Established doctors need to ask themselves: “What have I learned that younger doctors need to know? What would I do differently if I could go back in time?
The No. 1 piece of advice? Learn how to run the business of chiropractic.
This means finding a qualified mentor (a process which took me two decades) and learning what business “is.” The chiropractic business is in part — but only in part — your clinical skills (key deliverable). If your “ice cream” is mediocre, that won’t help you build your ice cream empire.
Sure, great marketing can help sell a mediocre product, but a superior product (in chiropractic’s case, the service) has a competitive advantage. The advice for new DCs is to develop your clinical skills throughout your career. Oh, and learn to protect yourself from bad habits or heroic adjusting moves. If you’re injured, you can’t serve others and earn a living.
Soft skills (aka people skills)
There are also soft skills, aka “people skills.” Without people — both patients and staff — you won’t have much of a practice.
Interpersonal skills matter. Blair Singer, author of “The ABCS of Building a Business Team that Wins,” writes, “True communication is the response you get.” Become a master listener, a student of people. Communication is a two-way process. Learn to actively listen and develop soft skills that improve communications.
Build your systems, but never become a robot. An exquisite “robot” chiropractor (or team member) is not as good as a top-notch communicator who is unconsciously competent at recognizing others and adapting to their learning and emotional styles via their soft skills.
Don’t be a spineless chiropractor (gross!) who lacks boundaries and standards, a chameleon who modifies treatment recommendations to make patients “happy” (and forever failing). But do use your ears and your heart, in addition to your mind and vocal cords. You might be surprised at what you see and hear, and the results to your bottom line (if that matters to you) will astound you.
Don’t neglect your business systems. Define those systems in writing, and be sure everyone on your team understands them.
What’s your hiring system? Your onboarding and training system? Your new-patient attraction system? Your billing and collection system? How are phone calls handled? What’s your patient retention system? How do you explain and handle finances with patients? What’s your business model (cash-only, PI, insurance, a mix)? How do you develop treatment plans? How do you learn and grow from mistakes (they happen)? What are your documentation standards? What systems help you minimize audit risks? And many more.
Can you imagine a pilot who wasn’t trained to handle adverse weather? Prepare for all weather — especially weather you know is part of the chiropractic flight path.
Lastly (or maybe it should be firstly), there’s company culture. Who are you? What’s your vision, your mission, your values, your code of honor? Are they meaningful? Impactful? Part of who you are as an organization?
Be sure who you are and what you believe is clear and present throughout your corporate DNA. A snail egg produces a snail, never an oak tree. Build the machinery that produces what it’s designed to.
From whence come my insights?

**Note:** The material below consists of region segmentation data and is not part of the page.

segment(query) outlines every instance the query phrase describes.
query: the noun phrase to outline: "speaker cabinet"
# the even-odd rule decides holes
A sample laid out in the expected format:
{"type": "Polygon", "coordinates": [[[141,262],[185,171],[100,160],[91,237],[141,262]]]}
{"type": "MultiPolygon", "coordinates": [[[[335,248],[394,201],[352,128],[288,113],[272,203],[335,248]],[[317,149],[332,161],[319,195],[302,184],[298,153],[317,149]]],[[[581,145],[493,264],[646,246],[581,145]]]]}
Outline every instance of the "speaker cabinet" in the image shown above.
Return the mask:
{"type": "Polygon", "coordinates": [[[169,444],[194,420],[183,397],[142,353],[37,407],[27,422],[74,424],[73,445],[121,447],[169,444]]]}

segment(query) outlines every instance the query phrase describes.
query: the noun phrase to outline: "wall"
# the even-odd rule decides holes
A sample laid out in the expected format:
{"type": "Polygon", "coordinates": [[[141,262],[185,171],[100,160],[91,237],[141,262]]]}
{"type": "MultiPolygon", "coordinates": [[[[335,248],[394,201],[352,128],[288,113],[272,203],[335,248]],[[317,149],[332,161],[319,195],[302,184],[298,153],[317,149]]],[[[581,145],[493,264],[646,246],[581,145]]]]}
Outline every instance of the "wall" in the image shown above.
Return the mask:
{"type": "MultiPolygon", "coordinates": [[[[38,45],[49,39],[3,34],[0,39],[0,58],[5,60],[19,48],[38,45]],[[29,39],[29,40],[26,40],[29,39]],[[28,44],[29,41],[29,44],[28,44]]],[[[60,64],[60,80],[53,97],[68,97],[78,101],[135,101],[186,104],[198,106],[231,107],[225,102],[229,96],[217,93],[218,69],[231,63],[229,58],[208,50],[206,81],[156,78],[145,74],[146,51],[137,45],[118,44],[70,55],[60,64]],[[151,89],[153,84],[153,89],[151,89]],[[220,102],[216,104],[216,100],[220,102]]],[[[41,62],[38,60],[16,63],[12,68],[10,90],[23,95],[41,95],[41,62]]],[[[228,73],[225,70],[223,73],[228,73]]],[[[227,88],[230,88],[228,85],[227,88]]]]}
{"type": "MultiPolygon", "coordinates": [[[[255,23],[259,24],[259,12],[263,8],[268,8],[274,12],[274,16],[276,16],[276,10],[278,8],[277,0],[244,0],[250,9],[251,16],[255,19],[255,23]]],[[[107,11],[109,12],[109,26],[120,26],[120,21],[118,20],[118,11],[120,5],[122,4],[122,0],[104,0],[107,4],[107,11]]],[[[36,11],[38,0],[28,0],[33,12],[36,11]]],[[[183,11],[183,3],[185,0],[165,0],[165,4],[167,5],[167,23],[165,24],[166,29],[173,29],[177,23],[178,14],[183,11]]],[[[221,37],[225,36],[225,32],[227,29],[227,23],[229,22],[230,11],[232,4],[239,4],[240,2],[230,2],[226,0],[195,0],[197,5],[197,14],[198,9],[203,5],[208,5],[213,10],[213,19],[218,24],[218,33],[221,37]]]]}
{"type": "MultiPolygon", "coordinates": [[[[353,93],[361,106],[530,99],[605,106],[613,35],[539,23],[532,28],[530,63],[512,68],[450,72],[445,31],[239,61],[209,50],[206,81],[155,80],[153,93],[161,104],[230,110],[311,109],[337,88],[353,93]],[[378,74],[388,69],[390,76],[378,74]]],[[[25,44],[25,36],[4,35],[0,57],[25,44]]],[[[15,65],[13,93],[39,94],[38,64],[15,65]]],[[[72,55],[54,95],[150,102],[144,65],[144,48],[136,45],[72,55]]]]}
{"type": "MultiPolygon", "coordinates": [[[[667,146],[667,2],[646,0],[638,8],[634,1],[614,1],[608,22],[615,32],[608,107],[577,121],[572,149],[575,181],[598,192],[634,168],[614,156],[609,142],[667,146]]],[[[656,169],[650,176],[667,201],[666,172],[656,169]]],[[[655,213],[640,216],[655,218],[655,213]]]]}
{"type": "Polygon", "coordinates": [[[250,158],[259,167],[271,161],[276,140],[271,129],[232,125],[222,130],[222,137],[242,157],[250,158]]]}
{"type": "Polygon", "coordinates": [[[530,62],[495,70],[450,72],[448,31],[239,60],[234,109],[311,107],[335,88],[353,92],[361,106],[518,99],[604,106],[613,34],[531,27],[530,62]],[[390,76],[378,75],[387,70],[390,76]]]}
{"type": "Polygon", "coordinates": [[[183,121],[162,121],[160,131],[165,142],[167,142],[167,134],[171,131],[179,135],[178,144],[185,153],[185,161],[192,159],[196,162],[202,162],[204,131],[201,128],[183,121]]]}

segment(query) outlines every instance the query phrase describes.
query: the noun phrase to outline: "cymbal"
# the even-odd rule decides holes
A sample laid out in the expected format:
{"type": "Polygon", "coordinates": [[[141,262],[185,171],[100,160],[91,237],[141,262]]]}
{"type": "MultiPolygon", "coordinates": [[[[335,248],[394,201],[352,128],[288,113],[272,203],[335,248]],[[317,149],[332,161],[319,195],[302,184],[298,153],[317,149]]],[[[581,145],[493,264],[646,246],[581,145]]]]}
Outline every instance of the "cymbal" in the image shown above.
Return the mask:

I credit everything I know to my coaching and business development team, as well as to many mentors I’ve had along the way. I’m grateful to generous and wise authors whose works I’ve devoured like water in a desert, and perhaps most importantly the “School of Hard Knocks.”
Developing soft skills and business systems are not intuitive for everyone. Sometimes we need to burn our own hand in a flame (or injure our own wrist or shoulder) to truly understand. It’s my hope you will make fewer mistakes than I have, and when you do make mistakes, celebrate them as learning opportunities.
DANIEL A. SHAYE, DC, CCSP, FIAMA, is the clinical director of Performance Chiropractic LLC in Williamsburg, Va. A 1996 salutatorian magna cum laude graduate of Logan College of Chiropractic (now Logan University), he is the third chiropractor in his family.